First, that's a mischaracterization of what postmodernists claim. Second, does anyone actually take postmodernism seriously? Hardly.
Analytical philosophy (indeed, the entire Anglo-American liberal tradition) stakes a claim to producing objective knowledge, but what it actually produces are populist collections of semantic "gotchas" while ignoring its own assumptions about the nature of truth, knowledge and the possibility of objective analysis. Not to mention the hypocrisy of attacking the "pretentiousness" of traditional philosophical discourse while making ludicrous claims about the "proper" aesthetic approach to philosophy (which apparently means writing to the tastes of the uneducated and grotesquely simplifying all issues so the proles can grasp the concepts presented).
Have you read anything post-Quine? A huge percentage of analytic philosophers have given up on objective knowledge quite some time ago...
And you've hit upon why a rigid adherence to formal logic doesn't produce anything useful: it doesn't deal with the content of arguments, but with how they are structured. It matters not a whit to the logical analyst whether a proposition is true, but rather whether it is presented in the "proper" format. The Analytical movement spent all of its time playing "gotcha" with the past (and with contemporary rivals) and never got around to you know, presenting any ideas of its own (beyond its implicit support of Anglo-American neoliberalism).
There are two parts to the study of arguments: syntax and semantics. Content and form. You can't study arguments without studying both.

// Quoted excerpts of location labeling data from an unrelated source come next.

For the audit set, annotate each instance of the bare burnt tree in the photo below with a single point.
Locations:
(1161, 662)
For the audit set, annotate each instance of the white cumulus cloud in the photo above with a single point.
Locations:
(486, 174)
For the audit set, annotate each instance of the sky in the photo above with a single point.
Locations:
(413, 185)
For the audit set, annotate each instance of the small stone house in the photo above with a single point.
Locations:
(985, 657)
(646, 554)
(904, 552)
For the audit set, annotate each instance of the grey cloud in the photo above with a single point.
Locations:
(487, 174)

Logic has its uses, but it is one tool of many, not the paramount or only tool as the Anglo-American tradition would have you believe. The end product of such thinking is the technocratic utilitarianism that is destroying the world as we speak.
Like hyperbole much? I know several of the world's most respected logicians personally, and even they don't worship it as much as you claim.

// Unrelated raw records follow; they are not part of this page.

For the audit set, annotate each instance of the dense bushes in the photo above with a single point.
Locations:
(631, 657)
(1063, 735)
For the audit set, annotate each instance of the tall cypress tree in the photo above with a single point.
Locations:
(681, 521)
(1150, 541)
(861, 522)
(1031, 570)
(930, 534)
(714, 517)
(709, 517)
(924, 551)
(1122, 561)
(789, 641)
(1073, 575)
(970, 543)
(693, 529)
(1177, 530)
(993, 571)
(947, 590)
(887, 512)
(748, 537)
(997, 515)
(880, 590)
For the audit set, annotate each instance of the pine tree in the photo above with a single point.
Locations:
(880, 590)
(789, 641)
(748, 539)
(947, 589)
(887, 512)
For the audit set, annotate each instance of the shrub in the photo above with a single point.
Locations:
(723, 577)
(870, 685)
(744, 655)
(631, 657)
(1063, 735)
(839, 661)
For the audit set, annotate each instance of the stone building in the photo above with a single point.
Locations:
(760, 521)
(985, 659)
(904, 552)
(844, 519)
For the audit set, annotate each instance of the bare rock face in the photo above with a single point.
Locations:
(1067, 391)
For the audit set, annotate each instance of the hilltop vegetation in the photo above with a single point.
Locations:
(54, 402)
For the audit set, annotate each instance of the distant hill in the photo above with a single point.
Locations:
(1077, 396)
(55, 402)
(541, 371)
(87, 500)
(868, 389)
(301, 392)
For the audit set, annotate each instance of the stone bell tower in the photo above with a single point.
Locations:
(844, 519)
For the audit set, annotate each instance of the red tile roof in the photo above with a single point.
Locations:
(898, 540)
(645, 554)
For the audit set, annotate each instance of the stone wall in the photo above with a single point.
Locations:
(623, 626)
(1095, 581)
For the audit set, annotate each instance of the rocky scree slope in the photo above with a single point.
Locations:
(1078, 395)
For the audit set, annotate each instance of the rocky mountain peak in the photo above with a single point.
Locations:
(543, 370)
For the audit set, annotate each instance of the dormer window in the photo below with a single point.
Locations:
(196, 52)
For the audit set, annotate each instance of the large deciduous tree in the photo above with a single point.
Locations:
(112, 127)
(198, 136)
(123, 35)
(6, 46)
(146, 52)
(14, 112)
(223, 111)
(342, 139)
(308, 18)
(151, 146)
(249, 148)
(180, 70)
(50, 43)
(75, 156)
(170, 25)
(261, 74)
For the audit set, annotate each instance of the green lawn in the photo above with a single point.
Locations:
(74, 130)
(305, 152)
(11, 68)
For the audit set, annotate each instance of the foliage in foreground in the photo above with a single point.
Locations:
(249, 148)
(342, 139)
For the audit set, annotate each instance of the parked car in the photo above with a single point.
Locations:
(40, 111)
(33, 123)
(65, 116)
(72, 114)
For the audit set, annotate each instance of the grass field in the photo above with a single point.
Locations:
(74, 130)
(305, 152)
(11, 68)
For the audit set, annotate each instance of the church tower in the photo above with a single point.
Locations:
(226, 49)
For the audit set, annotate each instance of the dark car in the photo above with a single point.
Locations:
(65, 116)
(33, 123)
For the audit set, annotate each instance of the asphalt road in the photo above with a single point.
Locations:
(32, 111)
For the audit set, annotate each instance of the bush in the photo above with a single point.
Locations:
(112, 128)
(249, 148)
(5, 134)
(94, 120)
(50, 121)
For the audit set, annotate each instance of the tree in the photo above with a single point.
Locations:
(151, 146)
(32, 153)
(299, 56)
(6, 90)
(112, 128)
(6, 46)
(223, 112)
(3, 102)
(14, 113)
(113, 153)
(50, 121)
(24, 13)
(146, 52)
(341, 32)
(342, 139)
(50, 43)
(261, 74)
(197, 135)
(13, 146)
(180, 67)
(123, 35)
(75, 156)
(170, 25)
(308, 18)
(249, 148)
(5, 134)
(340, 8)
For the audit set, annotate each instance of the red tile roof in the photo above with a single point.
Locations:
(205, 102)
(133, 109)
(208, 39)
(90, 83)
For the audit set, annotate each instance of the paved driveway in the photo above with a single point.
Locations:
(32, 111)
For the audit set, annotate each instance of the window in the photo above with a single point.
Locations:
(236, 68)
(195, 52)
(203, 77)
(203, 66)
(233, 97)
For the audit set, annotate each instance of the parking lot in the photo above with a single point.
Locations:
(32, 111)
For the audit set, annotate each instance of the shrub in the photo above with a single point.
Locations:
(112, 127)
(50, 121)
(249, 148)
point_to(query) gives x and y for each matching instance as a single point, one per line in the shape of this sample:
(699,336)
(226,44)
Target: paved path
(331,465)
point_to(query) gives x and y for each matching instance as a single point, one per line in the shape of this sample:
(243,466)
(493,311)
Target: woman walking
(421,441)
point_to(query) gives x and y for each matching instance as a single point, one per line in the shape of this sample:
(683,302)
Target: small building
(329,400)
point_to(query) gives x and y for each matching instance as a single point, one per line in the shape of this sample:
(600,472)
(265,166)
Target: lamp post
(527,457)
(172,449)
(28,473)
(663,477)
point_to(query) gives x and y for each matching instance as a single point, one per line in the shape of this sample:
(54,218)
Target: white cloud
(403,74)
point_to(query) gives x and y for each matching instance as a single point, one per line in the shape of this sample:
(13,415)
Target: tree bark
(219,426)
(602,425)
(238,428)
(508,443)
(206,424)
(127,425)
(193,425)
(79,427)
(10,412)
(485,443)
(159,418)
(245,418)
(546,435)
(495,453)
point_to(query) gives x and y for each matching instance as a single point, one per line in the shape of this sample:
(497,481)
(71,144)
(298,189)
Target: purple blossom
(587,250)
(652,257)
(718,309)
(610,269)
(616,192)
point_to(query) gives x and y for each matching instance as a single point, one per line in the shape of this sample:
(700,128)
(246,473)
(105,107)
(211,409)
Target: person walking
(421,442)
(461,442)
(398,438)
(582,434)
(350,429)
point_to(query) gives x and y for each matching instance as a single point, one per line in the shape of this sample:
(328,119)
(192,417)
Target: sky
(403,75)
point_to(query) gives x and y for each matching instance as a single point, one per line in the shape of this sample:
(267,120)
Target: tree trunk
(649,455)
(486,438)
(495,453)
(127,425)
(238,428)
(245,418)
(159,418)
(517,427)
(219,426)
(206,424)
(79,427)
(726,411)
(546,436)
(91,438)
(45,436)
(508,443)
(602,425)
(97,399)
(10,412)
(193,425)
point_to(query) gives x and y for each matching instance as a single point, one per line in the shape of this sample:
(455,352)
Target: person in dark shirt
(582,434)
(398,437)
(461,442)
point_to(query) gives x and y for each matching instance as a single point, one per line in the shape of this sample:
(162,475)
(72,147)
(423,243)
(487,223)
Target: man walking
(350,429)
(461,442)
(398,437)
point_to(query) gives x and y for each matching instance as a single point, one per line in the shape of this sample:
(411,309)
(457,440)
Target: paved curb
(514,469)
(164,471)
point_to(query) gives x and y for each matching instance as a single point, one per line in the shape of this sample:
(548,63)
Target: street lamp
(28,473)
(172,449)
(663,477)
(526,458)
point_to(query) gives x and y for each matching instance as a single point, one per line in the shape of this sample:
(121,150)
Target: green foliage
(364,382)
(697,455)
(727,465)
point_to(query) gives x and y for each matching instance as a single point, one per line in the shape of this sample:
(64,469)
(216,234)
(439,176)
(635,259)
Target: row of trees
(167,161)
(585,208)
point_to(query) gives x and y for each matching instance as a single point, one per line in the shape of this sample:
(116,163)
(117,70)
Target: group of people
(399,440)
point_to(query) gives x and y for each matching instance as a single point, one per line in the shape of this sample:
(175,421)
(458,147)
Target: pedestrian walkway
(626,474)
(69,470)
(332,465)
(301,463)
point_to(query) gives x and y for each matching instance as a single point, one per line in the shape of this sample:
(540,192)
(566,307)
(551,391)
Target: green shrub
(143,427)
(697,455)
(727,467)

I have no problem with the content of the logic, just with the assumption that logic tells you anything beyond whether an argument's structure conforms to the rules of formal logic. It doesn't get at the questions of truth or function, which seem to me to have far more value. There's a reason that the Analytics have tended to focus on mathematics and theories of science while ignoring metaphysical and ethical questions (at least within the context of their formal work, Russell comes to mind as one who certainly addressed ethical questions, at least in a practical sense, but he did so explicitly outside the purview of his philosophical work); metaphysical and ethical questions don't respond well to logical analysis. Oh, certainly they'll occasionally weigh in to criticize the arguments of those not so attached to rigid logical constructions, but they produce no positive contributions of their own to these fields.

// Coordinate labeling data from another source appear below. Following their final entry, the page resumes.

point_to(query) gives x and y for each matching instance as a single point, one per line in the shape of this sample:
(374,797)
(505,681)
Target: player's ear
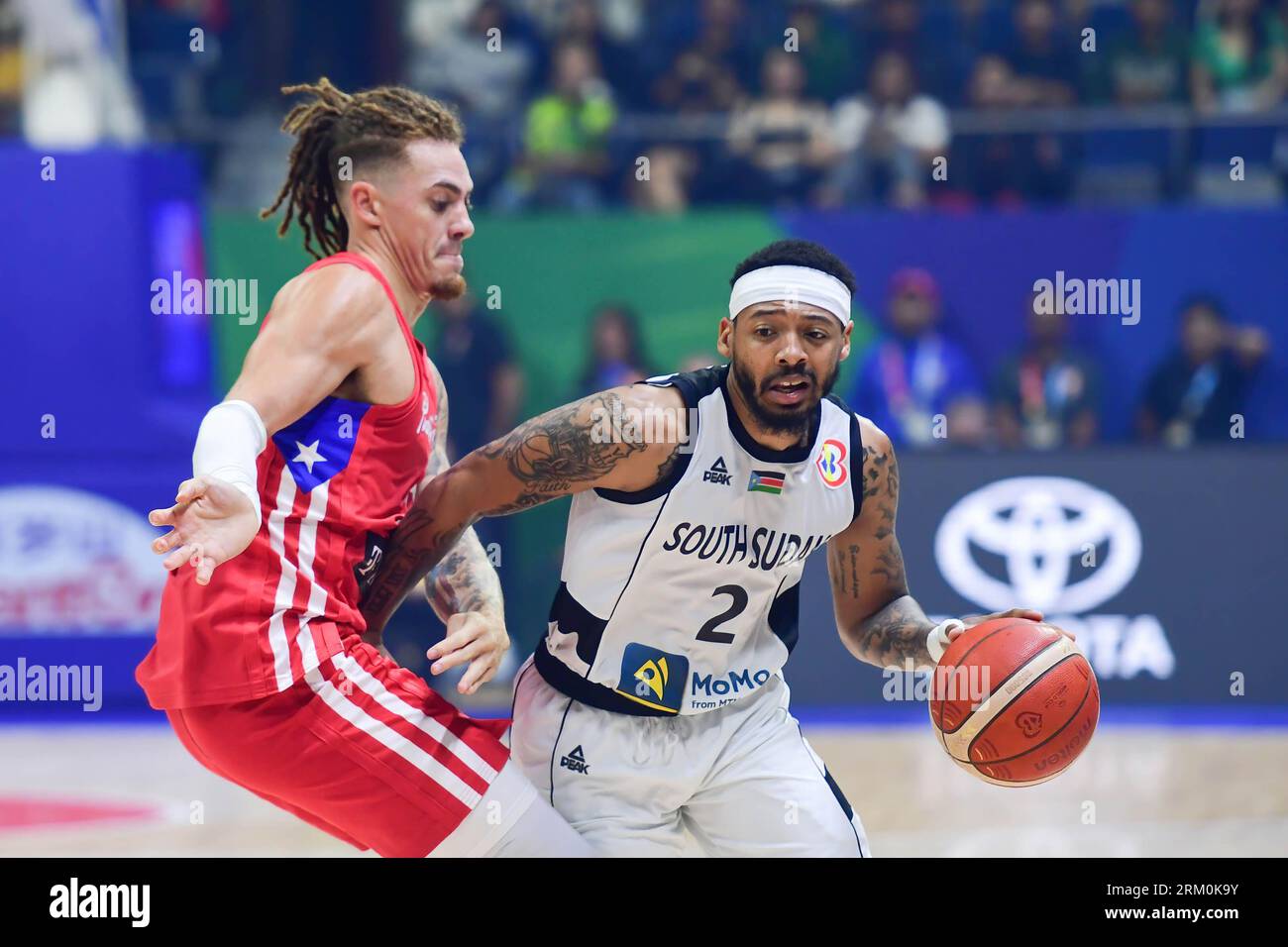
(362,202)
(724,338)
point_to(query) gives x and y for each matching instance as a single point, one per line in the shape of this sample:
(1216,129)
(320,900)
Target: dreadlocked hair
(369,128)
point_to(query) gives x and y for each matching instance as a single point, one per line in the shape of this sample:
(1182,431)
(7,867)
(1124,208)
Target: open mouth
(789,390)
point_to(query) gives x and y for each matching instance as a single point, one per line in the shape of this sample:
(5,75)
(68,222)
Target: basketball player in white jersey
(655,710)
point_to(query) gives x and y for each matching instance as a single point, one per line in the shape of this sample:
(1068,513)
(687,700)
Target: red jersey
(333,484)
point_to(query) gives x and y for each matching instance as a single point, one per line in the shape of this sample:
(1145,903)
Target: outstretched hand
(211,522)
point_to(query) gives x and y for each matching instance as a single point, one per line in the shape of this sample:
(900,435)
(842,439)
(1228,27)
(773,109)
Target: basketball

I've yet to meet one person informed in logic who makes that assumption. And if you're saying that the "Analytics" have ignored ethical and metaphysical questions, what of Lewis, Plantinga, Kaplan, Simons, Fine, Foot, Rachels, and the others in the long, long line of contemporary analytic philosophers studying ethics and metaphysics?
Intellectual chops? This from someone whose arguments thus far have consisted of appeals to unspecified authority, the presentation of personal theories as "historical fact" and personal attacks?
I've not presented one personal theory. Anything I've said has corroboration. I've yet to see your evidence, and anything on your part beyond conjecture. Appeals to unspecificed authority? I appeal to the history of philosophy, and not the revisionist history you tend to favor. Personal attacks? Thus far, they've been less attacks and more observations. Harsh observations, but you've done nothing but deserve them.
Literacy criticism?
Is what Derrida's work amounts to, yes. Ask some literacy critics.